I wasn't entirely joking when I said that a used bike shop is the industry's worst nightmare. The "problem" for the bean counters and shareholders is that the bike industry is too sustainable; and as you said, a good steel bike can last a lifetime with care.
Enter the E-Bike, which has advantages for many, but for the aforementioned bean counters and shareholders offers a great way to make their products incompatible with others and hard, if not impossible, to repair for small shops and end users; hey, presto, a less sustainable, more wasteful product that will break down much sooner and need replacing.
Absolutely - although I'd qualify the "too sustainable" with "to be a viable model to allow similar levels of economic exploitation to other industries". If left to its own devices every supply-and-demand economy should find its own equilibrium. However, in the dying days of capitalism the artificial manipulation of this equilibrium through marketing and legislation, in ever-more desperate attempts to maintain unsustainable perpetual grown is increasingly, painfully obvious.

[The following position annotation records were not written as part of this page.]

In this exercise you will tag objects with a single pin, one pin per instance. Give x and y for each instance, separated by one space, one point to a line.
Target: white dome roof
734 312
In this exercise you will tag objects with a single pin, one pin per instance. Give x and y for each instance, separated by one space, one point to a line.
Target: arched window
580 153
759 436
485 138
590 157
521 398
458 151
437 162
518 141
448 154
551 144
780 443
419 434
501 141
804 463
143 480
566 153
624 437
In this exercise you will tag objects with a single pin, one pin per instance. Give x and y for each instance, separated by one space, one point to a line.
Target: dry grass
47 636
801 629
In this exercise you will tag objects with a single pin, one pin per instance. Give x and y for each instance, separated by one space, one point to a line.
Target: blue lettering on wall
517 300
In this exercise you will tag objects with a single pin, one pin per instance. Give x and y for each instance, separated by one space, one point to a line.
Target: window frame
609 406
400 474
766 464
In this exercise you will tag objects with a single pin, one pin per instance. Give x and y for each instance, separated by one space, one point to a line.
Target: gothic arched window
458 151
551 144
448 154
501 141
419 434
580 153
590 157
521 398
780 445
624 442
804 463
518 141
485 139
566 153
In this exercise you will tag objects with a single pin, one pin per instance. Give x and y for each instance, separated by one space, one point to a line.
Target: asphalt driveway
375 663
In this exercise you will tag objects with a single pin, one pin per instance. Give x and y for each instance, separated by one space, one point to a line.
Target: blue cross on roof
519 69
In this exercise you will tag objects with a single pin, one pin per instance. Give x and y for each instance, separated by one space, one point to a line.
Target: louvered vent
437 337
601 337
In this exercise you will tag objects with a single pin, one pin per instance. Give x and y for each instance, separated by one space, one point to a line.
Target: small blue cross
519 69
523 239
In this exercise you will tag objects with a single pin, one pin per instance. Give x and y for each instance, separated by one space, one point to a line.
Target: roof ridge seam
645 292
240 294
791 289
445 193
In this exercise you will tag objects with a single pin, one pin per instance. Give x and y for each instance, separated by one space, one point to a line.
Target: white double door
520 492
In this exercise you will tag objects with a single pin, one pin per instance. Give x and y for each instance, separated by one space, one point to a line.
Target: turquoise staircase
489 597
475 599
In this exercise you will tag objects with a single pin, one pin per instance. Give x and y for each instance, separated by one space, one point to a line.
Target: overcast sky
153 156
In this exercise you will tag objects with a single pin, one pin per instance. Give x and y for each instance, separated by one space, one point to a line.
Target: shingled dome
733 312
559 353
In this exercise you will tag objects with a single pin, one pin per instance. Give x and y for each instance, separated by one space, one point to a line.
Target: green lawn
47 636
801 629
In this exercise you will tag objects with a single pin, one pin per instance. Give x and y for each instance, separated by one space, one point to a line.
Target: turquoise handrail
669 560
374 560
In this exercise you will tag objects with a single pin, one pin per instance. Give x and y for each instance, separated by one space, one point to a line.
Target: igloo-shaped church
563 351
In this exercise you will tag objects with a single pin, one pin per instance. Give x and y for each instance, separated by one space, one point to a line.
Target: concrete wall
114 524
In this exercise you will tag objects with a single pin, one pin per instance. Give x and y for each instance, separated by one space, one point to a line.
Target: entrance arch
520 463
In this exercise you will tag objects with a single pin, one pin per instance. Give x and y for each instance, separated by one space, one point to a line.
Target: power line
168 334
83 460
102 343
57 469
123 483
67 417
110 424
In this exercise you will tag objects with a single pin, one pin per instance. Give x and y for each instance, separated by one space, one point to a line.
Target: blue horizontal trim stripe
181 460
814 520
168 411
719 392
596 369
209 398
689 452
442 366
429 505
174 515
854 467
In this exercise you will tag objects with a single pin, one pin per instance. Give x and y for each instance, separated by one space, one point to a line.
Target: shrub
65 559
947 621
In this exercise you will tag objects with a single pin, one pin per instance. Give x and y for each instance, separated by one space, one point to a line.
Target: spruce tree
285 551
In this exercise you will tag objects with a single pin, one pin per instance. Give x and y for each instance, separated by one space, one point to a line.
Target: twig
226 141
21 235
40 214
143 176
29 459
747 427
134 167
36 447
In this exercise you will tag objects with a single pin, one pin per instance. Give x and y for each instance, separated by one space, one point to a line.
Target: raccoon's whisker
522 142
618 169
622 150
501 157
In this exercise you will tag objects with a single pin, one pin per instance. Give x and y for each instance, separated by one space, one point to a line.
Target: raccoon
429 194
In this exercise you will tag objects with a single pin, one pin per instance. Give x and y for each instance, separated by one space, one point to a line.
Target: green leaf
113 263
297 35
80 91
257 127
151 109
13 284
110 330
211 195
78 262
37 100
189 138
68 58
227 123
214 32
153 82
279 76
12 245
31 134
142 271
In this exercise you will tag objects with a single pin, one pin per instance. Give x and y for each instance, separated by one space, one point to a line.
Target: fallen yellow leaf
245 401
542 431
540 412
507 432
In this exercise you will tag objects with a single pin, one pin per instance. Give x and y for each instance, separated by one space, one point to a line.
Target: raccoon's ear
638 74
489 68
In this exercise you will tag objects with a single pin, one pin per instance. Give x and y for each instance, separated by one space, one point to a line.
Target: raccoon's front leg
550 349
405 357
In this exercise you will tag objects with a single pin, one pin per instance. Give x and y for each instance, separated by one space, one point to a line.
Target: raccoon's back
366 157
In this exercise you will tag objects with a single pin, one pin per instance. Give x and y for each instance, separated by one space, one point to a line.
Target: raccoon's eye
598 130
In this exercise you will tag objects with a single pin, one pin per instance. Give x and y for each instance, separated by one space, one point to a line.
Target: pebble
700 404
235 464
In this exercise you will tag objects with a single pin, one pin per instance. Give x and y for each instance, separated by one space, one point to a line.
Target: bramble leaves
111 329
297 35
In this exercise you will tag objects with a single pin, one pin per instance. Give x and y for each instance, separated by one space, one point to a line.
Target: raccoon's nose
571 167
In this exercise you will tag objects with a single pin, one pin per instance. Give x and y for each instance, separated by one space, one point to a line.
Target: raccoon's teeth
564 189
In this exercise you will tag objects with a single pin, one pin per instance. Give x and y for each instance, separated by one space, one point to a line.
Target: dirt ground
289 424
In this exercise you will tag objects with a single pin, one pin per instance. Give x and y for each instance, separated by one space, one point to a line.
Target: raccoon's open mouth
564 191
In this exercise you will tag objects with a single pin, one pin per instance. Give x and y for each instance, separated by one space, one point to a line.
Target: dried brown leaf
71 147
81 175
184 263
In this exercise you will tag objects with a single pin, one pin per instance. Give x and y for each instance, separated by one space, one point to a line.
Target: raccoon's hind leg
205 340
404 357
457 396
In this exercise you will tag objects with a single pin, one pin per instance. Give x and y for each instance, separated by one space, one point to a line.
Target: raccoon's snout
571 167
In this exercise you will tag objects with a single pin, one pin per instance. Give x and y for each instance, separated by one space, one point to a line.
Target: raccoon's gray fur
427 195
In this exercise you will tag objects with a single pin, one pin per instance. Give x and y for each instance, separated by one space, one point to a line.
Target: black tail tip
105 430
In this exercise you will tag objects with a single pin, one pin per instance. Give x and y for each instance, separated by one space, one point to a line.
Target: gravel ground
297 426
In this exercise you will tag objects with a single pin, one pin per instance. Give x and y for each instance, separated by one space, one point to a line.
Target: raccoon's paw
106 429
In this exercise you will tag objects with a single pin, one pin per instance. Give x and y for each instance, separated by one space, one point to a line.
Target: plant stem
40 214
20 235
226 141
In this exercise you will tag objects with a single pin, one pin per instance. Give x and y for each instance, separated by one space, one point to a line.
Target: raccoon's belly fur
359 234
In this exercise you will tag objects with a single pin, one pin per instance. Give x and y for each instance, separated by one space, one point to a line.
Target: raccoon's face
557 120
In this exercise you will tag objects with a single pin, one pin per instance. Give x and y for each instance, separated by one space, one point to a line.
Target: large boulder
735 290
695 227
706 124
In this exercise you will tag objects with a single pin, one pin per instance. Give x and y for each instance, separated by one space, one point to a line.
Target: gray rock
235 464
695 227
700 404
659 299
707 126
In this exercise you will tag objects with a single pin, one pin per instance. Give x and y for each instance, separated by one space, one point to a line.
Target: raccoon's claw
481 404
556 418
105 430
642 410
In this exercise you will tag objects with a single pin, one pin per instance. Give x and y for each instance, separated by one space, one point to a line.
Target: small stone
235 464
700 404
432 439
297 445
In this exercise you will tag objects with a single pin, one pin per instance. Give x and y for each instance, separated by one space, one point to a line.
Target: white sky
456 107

This compromising of products is rife across pretty much all manufactured goods; with longevity taking by far the biggest hit. This doubly-serves the manufacturer through cheaper production costs and higher sales volumes. I totally agree about electric bikes - far less standardisation and greater complexity so lifespan can so much more easily be controlled by limiting third party and end-user ability to repair and spares provision. Plus of course they're a lot more expensive.
Sadly this attitude is also prevalent throughout the rest of the industry - most notably in terms of frame material, where marketing appears to have convinced *everyone* that saving mass is far more important than longevity, so fatigue-failure-prone ally and might-explode-without-warning CFRP rule the roost over far more durable and predictable steel.
Sure, buy CFRP if you're aware of the sacrifices that come with its lower mass and are happy to accept those for the (often minimal) improvement in speed. Quite why anyone still thinks making bikes out of ally by default is a good idea escapes me however - (other than the elephant in the room that it ain't going to last anywhere near as long as steel). I suspect the processing costs are more, too..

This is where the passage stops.